Generally, reverse mortgages must be first mortgages.  Any debt on the home must be paid off before getting a reverse mortgage or with money from the reverse mortgage.  When you die, sell or permanently move out of the home, the reverse mortgage must be paid in full. 

Eligibility requirements are pretty simple.  All owners of the home must be 62 years of age or older and the home must be the primary residence for each owner at least six months of the year.

However, not all types of owned homes qualify for reverse mortgages.  Mobile homes and cooperative apartments are usually ineligible.  Some multiple unit dwellings, planned unit housing and manufactured housing are also ineligible. 

How much money you can get from a reverse mortgage depends mostly on the particular plan you choose as well as the kind of cash advances you want.  The money from a reverse mortgage can be paid to you all at once, or as a regular monthly sum.  You may opt for a credit line that provides you with the flexibility of deciding how much and when to use the funds.  You may also decide on some combination of these payment plans. 

No matter which reverse mortgage loan product you select you remain the owner of your home.  Consequently, the maintenance, property tax payments and insurance payments remain your responsibility.  If you do not fulfill these obligations, reverse mortgage lenders can call for repayment of the loan. 

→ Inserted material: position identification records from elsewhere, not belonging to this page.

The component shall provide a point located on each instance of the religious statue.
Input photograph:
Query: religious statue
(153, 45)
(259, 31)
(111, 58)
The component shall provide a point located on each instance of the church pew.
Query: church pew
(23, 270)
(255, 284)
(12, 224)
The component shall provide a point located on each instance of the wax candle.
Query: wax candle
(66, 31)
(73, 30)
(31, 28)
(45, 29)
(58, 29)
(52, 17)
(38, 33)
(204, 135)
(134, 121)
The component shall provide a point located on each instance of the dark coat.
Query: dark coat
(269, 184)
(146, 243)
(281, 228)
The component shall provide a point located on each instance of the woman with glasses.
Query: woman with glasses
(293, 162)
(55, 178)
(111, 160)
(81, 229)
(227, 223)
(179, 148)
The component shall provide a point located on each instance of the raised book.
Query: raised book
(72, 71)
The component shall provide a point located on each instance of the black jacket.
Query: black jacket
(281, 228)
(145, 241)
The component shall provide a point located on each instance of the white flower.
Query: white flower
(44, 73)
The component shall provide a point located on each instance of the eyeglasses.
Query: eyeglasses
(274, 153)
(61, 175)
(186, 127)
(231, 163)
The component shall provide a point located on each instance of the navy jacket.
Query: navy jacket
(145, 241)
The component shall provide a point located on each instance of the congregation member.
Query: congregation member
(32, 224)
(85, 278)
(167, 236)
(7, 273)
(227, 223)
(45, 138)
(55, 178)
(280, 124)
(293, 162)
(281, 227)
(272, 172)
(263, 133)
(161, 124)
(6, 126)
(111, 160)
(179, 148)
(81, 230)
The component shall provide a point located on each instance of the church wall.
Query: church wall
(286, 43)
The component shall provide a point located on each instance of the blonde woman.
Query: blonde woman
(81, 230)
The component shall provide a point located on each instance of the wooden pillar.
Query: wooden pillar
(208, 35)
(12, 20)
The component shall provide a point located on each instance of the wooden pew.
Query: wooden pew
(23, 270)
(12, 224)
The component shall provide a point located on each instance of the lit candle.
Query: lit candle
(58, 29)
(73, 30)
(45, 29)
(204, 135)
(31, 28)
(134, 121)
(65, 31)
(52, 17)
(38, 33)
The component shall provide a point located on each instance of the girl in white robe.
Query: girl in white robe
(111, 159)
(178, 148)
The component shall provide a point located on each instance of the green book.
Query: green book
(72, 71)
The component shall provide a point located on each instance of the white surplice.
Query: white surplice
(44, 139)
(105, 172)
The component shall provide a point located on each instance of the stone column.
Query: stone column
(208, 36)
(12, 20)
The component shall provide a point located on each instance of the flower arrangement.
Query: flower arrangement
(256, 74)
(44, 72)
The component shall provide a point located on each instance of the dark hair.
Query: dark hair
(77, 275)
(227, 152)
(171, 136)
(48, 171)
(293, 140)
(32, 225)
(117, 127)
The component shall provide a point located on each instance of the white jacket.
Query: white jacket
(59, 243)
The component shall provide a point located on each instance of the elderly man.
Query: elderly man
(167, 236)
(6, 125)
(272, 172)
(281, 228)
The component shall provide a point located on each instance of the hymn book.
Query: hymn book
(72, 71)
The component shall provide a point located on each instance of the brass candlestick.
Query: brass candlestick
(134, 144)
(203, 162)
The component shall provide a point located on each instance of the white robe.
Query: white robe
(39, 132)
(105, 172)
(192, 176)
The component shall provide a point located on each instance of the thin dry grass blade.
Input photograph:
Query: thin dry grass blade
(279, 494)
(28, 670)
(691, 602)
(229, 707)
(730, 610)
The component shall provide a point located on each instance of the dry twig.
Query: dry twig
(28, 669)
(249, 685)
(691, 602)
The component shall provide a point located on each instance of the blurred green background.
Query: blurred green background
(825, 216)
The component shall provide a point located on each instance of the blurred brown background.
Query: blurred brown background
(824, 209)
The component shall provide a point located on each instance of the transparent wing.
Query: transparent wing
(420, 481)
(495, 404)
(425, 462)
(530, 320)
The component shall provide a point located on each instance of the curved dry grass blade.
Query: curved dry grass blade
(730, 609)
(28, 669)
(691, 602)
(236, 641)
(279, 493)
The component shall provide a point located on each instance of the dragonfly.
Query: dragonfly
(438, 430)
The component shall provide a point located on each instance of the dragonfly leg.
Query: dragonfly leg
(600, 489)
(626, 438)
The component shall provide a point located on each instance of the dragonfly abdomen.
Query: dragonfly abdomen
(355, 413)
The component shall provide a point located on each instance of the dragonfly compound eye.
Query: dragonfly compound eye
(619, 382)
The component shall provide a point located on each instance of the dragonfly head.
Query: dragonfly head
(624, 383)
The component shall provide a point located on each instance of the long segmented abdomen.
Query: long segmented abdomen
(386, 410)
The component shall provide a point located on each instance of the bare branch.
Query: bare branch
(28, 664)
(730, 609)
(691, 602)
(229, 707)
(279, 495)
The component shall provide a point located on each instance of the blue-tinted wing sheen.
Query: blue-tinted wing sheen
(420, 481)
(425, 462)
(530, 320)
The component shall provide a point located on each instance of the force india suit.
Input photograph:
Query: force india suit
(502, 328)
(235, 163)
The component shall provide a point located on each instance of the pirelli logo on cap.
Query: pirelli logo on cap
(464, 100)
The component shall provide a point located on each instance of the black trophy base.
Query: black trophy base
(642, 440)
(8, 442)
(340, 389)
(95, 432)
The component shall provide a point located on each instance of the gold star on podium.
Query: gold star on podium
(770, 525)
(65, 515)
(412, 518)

The Home Equity Conversion Mortgage (HECM) is the best known and available reverse mortgage.   Insured by the Federal Housing Administration (FHA) (which is part of the U.S. Department of Housing and Urban Development (HUD), these loans are under the guidelines of the FHA.  The FHA mandates how much HECM lenders can lend you depending on your age and the value of your home.  An  HECM loan often provides greater loan advances than other reverse mortgages.  It is generally offered by mortgage companies and banks.  Costs incurred obtaining a reverse mortgage are similar to closing costs of a conventional mortgage.  The HECM program limits your loan cost and the FHA guarantees that lending institutions meet their obligations. 

In order to be eligible for an HECM loan, you must first contact a HUD approved counselor.

To find one you may use URL: http://www.hud.gov/offices/hsg/sfh/hecm/hecmlist.cfm

Regardless of what type of reverse mortgage loan product you are considering, you will need to speak with an independent reverse mortgage counselor before applying.  Depending upon your particular situation, a reverse mortgage may have tax consequences.  It could also affect your estate matters and possible future eligibility for Federal and State assistance programs.  There are many factors to consider.   A trained advisor has the knowledge to guide you to a plan tailored to your advantage.  You may use the URL above to find a counselor.  Many offer free initial consultations so be sure to ask.